La solidarité internationale

Les difficultés en Italie ont provoqué un énorme intérêt mondial et la mobilisation de la communauté internationale a été extraordinaire. La troisième équipe de médecins et d'experts est arrivée de Fujian, en Chine avec huit tonnes de fournitures médicales : 30 respirateurs pulmonaires, 3 000 combinaisons de protection, 300 000 masques (plus 20 000 autres de type N95) et 3 000 écrans faciaux. La Russie a également envoyé neuf avions transportant du matériel médical et environ 120 hommes au total, dont des

médecins et des experts en virologie. Cuba a envoyé une brigade de 52 experts à Crema : l'équipe comprend un chef de cabinet, le Dr Carlos Pe'rez Das, directeur de l'hôpital Joaqun Albarrn de La Havane, un responsable de la logistique et de la coordination, 35 médecins, dont 23 spécialistes en médecine générale intégrale, 3 pneumologues, 3 spécialistes des maladies infectieuses et 3 spécialistes des urgences et 15 infirmières.

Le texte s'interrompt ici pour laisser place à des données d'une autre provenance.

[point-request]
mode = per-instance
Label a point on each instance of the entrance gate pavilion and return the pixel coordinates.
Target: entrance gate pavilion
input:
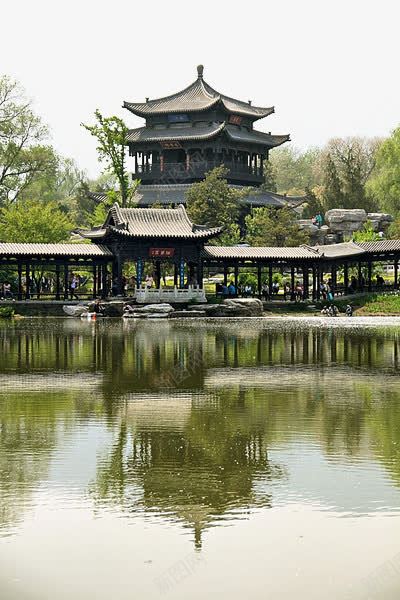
(157, 239)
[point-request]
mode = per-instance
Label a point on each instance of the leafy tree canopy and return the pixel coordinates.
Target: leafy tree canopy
(366, 234)
(347, 165)
(384, 184)
(23, 155)
(294, 171)
(33, 221)
(111, 135)
(213, 202)
(272, 227)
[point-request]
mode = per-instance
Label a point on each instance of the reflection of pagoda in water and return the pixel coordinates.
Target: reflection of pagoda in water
(190, 132)
(197, 468)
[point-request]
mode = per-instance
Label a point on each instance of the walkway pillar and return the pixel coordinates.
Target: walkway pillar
(66, 282)
(259, 282)
(57, 282)
(346, 277)
(270, 277)
(200, 274)
(182, 273)
(305, 282)
(334, 278)
(104, 281)
(360, 281)
(94, 281)
(319, 280)
(139, 273)
(314, 288)
(369, 276)
(19, 296)
(27, 281)
(158, 274)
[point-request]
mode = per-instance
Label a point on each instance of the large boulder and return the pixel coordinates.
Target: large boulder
(115, 308)
(345, 220)
(243, 307)
(154, 308)
(178, 314)
(380, 221)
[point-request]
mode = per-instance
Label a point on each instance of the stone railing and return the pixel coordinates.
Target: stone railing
(170, 295)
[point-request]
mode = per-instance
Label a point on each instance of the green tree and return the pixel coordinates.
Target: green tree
(384, 183)
(348, 165)
(23, 157)
(313, 205)
(272, 227)
(366, 234)
(295, 170)
(332, 194)
(393, 232)
(33, 221)
(213, 202)
(269, 184)
(111, 135)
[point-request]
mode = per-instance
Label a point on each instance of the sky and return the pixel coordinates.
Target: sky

L'économie italienne en difficulté

Le pays pourrait perdre 4 à 5% de son PIB en 2020. Cela dit, les répercussions sur le système économique pourraient être bien plus graves. Si l'urgence du coronavirus se terminait en mai, les entreprises italiennes pourraient enregistrer une perte de 275 milliards d'euros. Si, en revanche, l'épidémie devait persister jusqu'en décembre, les pertes pourrait attendre 640 milliards d'euros.

L'appel de Mario Draghi

Dans une intervention dans le Financial Times, Mario Draghi qualifie la pandémie comme "une tragédie aux proportions bibliques, non seulement pour la perte de vies humaines, mais aussi pour les conséquences économiques". Selon l'ex président de la BCE, les gouvernements doivent mobiliser toutes les ressources disponibles, peu importe si le coût sera l'augmentation de la dette publique, car une destruction permanente des capacités de production et donc des impôts, serait encore plus préjudiciable pour l'économie italienne et de la zone euro. Il faut donc agir immédiatement, sans hésiter sur les coûts des dettes publiques, car vu les niveaux actuels et probablement futurs des taux d'intérêt, ils resteront bas.

La BCE répond à l'appel

Une action sans précédent, qui prend en compte l'urgence extraordinaire de la pandémie, et qui étend totalement la liberté d'action de la BCE dans le domaine des obligations d'État, mais aussi dans celui des obligations émises par la BEI et le MES. La BCE pourra acheter des obligations d'État et des obligations émises par des entités internationales et supranationales sans limites dans son nouveau programme extraordinaire de 750 milliards qui durera au moins jusqu'à la fin de l'année. Par conséquent, la BCE n'aura pas à respecter la limite de 33% pour les obligations d'État et de 50% pour les obligations supranationales, ce qui a jusqu'à présent limité les achats d'actifs publics par PEPP.

Eurobonds : L'Italie et la France sur la même position

Giuseppe Conte et le président français Emmanuel Macron ont signé une lettre commune demandant la création des « Eurobonds » pour faire face à la crise économique provoquée par la pandémie. La lettre est signée par la France, l'Espagne, le Portugal, la Slovénie, la Grèce, l'Irlande, la Belgique, le Luxembourg. Enfin, l'Italie et la France forment un nouvel axe pour balancer la désastreuse politique allemande de l'austérité. Et c'est au nom de l'austérité que l'Allemagne, Pays Bas et Autriche se sont pour l'instant opposés aux corona-bonds. Un changement à niveau de l'Union Européenne est souhaitable : les Pays-Bas et l'Allemagne affirment que ceux qui veulent des exemptions et des aides doivent ouvrir les portes de leur pays directement à la Troïka. L'Europe gagnera sa bataille contre les égoïsmes nationaux seulement si elle saura repartir de ses origines et construire une vraie union politique.